Clinical characterization of retinal capillary hemangioblastomas in a large population of patients with von Hippel-Lindau disease

Abstract

Objective: To report the epidemiology and ocular phenotype of retinal capillary hemangioblastomas associated with von Hippel-Lindau (VHL) disease in a large cohort of patients and to correlate patient and ocular characteristics to visual morbidity in this population.

Design: Cross-sectional study.

Participants: In 220 unrelated pedigrees, 335 patients affected with VHL disease and retinal capillary hemangioblastomas (RCHs) in at least 1 eye.

Methods: Demographics of the patient population were recorded and the ocular phenotype of each patient was obtained with a comprehensive ocular examination.

Main outcome measures: The patient population was characterized and the ocular phenotype described in relationship to tumor location, number, and extent of retinal involvement. Correlations between patient demographics, ocular phenotype, and visual function were analyzed.

Results: We detected RCHs unilaterally in 42.1% and bilaterally in 57.9% of patients.

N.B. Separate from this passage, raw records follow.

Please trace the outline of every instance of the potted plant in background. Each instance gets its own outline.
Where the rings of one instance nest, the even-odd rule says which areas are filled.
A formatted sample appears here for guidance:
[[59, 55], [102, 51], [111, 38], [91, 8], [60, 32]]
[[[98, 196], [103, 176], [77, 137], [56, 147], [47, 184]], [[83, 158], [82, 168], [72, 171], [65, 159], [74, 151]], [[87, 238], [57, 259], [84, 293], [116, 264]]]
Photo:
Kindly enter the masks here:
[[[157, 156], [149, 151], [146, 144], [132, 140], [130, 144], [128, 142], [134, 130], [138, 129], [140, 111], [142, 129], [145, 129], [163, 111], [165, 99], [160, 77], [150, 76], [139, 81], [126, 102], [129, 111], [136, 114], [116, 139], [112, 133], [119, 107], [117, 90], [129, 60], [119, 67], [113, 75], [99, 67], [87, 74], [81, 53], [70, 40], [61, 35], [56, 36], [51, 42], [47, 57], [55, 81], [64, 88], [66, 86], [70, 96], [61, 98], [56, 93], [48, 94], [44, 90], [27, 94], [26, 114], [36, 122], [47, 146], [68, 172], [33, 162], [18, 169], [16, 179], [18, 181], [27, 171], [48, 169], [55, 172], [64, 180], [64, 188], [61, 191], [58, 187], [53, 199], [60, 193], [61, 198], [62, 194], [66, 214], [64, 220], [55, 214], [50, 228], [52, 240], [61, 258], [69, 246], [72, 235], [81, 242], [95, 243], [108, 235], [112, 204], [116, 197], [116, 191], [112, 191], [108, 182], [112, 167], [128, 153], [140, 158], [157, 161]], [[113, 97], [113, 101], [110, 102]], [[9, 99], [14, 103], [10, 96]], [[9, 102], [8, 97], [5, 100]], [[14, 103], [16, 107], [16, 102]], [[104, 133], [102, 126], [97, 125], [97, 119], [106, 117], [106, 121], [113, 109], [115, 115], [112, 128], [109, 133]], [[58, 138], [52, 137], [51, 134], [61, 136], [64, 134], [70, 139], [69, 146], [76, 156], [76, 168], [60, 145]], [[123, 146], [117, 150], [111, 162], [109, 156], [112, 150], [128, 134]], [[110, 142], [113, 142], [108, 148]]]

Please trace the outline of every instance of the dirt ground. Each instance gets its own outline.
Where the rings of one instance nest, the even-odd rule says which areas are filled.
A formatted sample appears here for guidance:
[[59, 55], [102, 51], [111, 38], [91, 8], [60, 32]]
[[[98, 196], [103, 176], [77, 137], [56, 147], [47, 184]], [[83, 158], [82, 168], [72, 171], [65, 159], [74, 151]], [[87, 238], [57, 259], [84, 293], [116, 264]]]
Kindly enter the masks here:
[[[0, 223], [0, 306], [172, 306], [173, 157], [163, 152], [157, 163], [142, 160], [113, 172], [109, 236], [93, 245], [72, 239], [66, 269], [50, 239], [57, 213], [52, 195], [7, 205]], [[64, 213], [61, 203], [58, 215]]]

No correlation was detected between the age, gender, or laterality of involvement. Of involved eyes, 86.6% had tumors that could be individually visualized; of these, tumors were commonly found in the peripheral retina (84.7%) only, and less commonly in the juxtapapillary area (15.3%). The tumor count in the periphery averaged 2.5+/-1.8 per eye, with 25.2% of eyes having >1 quadrant of retinal involvement. Of involved eyes, 13.4% were enucleated or prephthsical; approximately 1 in 5 patients had > or =1 eyes so affected. Severe visual impairment (visual acuity < or =20/160) in affected eyes were more likely to be associated with increasing age, the presence of juxtapapillary lesions, and an increasing number and extent of peripheral lesions.

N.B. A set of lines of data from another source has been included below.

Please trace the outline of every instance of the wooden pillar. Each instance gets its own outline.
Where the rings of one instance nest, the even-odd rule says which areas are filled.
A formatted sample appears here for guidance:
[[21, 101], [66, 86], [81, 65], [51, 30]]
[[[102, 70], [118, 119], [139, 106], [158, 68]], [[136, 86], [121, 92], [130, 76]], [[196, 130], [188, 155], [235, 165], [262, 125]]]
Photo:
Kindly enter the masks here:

Conclusions: This large cohort of VHL patients with RCHs has enabled a systematic and quantitative characterization of the demographics, ocular features, and visual function in VHL disease. Clinical correlations between the visual morbidity and ocular features of the disease were also performed, producing measures that can help clinicians to estimate visual prognoses better based on the ocular phenotype of the disease.

Figure 1

Age distribution of 335 patients with retinal capillary hemangioblastomas (RCHs) related to von Hippel-Lindau disease.

Figure 2

Schematic diagram showing the subcategorization of 670 eyes of 335 patients with retinal capillary hemangioblastomas (RCHs) related to von Hippel-Lindau disease according to ocular phenotype.

Figure 3

Distribution of peripherally-located retinal capillary hemangioblastomas (RCHs) found in 421 eyes depicted as number of RCHs per eye.

Figure 4

Visual acuities in all 335 patients with retinal capillary hemangioblastomas(RCHs) related to von Hippel-Lindau disease. A. Distribution of visual acuities of 335 patients in their better-seeing eye (top panel) and worse-seeing eye (bottom panel). B. Distribution of visual acuities of all 670 eyes in 335 patients according to eyes without angiomatous involvement (dark bars, left, n = 141) and eyes with angiomatous involvement (white bars, right, n = 529).

Figure 5

Visual acuities of eyes with retinal capillary hemangioblastomas (RCHs) related to von Hippel-Lindau disease. according to phenotype subcategories. A, Distribution of visual acuities of affected eyes according to the location of documented RCHs. Location categories were: RCH in the peripheral location only (n = 388 eyes), in the juxtapapillary location only (n = 37 eyes), and in both juxtapapillary and peripheral locations (n = 33). B, Distribution of visual acuities according to number of peripheral RCHs in eyes with documented RCHs (n = 421 eyes). Categories were: 1-2 RCHs/per eye (n = 262 eyes), 3-4 RCHs/per eye (n = 84 eyes), >5 RCHs/per eye (n = 75). C, Distribution of visual acuities according to whether RCHs extended to less (n = 316) or greater (n = 105) than one quadrant of peripheral retinal involvement.